No matter what it is that's going on here, exactly, I'm not left with a lot to gripe about. The modest hiss is easily shrugged off. There's a healthy low-frequency growl to all that synth-bass in the score, although strangely, the handful of explosions are limp and anemic by comparison. The dialogue stems show their age a bit, but it's all balanced cleanly and clearly in the mix just the same. I get the sense that every micron of
[click on the thumbnail to enlarge]
clarity than could possibly be unearthed is on display here. There aren't any clicks, pops, or dropouts to get in the way. Nothing that'll curl your toes or anything, obviously, but a very solid effort for this sort of horror flick.

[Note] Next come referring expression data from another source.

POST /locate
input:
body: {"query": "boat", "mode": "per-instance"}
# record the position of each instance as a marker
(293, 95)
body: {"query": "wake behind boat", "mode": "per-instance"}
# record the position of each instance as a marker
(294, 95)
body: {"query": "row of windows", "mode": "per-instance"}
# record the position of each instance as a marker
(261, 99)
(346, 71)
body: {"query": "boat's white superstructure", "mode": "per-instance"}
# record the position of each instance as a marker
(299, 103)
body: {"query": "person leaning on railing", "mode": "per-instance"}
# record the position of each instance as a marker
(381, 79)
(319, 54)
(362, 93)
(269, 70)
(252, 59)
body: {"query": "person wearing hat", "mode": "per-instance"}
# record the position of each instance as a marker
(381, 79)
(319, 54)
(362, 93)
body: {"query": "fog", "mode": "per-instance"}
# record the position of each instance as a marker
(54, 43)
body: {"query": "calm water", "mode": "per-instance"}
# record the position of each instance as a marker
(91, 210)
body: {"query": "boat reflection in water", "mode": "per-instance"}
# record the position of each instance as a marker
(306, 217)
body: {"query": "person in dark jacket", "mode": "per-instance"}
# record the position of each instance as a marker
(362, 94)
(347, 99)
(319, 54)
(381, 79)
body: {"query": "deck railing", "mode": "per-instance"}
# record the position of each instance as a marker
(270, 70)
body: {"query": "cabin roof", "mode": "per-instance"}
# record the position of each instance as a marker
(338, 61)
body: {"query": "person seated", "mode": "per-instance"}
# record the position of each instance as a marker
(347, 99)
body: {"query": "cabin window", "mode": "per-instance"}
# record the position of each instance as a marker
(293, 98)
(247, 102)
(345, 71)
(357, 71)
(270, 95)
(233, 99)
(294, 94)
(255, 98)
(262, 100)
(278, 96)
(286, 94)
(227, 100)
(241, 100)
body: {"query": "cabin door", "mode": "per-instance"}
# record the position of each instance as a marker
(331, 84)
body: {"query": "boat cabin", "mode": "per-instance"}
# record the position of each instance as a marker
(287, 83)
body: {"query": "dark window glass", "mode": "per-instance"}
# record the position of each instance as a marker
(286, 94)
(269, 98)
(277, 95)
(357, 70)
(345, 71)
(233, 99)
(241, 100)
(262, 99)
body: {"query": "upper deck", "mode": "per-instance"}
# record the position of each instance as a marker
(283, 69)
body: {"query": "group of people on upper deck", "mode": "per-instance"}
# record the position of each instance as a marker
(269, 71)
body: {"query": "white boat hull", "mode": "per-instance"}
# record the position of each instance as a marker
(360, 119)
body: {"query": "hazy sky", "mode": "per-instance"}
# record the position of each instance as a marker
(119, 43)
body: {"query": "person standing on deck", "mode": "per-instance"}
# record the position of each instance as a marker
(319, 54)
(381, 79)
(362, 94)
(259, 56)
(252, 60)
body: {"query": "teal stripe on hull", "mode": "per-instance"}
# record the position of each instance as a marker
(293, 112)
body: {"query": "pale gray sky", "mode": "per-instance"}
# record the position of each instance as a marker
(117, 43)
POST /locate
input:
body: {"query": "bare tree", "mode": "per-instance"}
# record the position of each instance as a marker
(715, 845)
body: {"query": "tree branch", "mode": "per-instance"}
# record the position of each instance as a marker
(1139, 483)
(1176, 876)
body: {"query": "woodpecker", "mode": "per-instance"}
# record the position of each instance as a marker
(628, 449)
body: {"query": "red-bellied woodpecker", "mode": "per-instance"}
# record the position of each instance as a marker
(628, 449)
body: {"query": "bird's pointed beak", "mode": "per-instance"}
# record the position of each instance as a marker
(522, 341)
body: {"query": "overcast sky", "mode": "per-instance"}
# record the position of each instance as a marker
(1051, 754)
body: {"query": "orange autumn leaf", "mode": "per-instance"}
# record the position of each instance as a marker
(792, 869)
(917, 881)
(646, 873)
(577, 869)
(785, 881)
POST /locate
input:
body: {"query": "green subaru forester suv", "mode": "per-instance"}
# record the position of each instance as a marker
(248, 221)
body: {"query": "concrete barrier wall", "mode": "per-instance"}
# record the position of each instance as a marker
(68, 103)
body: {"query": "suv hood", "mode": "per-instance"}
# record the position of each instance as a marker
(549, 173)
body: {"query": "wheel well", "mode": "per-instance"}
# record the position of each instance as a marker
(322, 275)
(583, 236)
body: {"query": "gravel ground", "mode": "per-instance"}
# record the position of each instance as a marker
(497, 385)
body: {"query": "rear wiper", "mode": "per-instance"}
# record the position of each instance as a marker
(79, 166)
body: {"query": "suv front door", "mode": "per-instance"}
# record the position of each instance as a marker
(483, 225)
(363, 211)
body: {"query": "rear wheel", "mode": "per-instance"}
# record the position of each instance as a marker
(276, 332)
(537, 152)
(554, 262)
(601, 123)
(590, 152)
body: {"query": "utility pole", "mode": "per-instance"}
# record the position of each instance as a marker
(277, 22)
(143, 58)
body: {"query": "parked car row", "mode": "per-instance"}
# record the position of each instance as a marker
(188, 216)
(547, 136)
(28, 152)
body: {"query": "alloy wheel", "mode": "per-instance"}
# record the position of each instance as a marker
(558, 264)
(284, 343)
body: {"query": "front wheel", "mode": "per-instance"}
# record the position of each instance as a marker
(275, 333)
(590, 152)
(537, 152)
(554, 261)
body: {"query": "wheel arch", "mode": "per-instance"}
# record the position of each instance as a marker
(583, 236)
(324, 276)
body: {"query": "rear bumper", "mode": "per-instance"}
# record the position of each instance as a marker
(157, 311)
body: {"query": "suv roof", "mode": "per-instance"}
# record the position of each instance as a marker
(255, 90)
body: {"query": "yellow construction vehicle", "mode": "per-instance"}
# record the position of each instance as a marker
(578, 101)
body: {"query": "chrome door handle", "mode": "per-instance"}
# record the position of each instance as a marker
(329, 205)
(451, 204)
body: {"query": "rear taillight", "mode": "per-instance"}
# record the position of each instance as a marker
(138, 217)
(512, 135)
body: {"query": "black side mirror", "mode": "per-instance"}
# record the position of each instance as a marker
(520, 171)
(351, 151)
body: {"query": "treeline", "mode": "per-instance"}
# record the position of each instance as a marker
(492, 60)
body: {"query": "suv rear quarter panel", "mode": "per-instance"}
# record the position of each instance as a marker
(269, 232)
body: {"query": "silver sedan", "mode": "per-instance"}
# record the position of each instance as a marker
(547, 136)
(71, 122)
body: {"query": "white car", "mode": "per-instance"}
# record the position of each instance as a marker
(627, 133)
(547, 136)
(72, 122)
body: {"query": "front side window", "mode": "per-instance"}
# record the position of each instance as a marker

The Nest also features an audio commentary and optional English (SDH) subtitles.


Extras
  • Audio Commentary: It would've been great to have more in the way of extras, but...well, at least the one that's on here is pretty great! Director Terry Winkless (or Terence H. Winkless if you're feeling formal) chimes in with an infectiously fun commentary track. Winkless is one of those instantly charismatic storytellers that I could listen to for hours on end, striking a really terrific balance between Low-Budget Film School and his self-deprecatory sense of humor about making a killer roach flick. Among the many highlights are noting how screenwriter Robert King went on to create the upscale TV series The Good Wife, working under Richard Donner in a gorilla suit on the set of The Banana Splits, and shoehorning in an exploding cabin just because they had the footage handy. From declining to film in a lighthouse where a horn blared every thirty seconds to the specifics of how you collect thousands of cockroaches for a flick like this, Terry Winkless' commentary is an absolutely essential listen.
An anamorphic widescreen DVD is also along for the ride in this combo pack.


The Final Word
Scream Factory is the best thing to happen to Blu-ray since...I don't know, anything, ever. They haven't had a swing-and-a-miss on their release slate yet, and the skin-crawling, splattery fun of The Nest captures pretty much everything I love about late-'80s genre flicks. We're talking about killer mutant cockroaches here, so you pretty much know if you're the target demographic or not when I say that The Nest comes very Highly Recommended.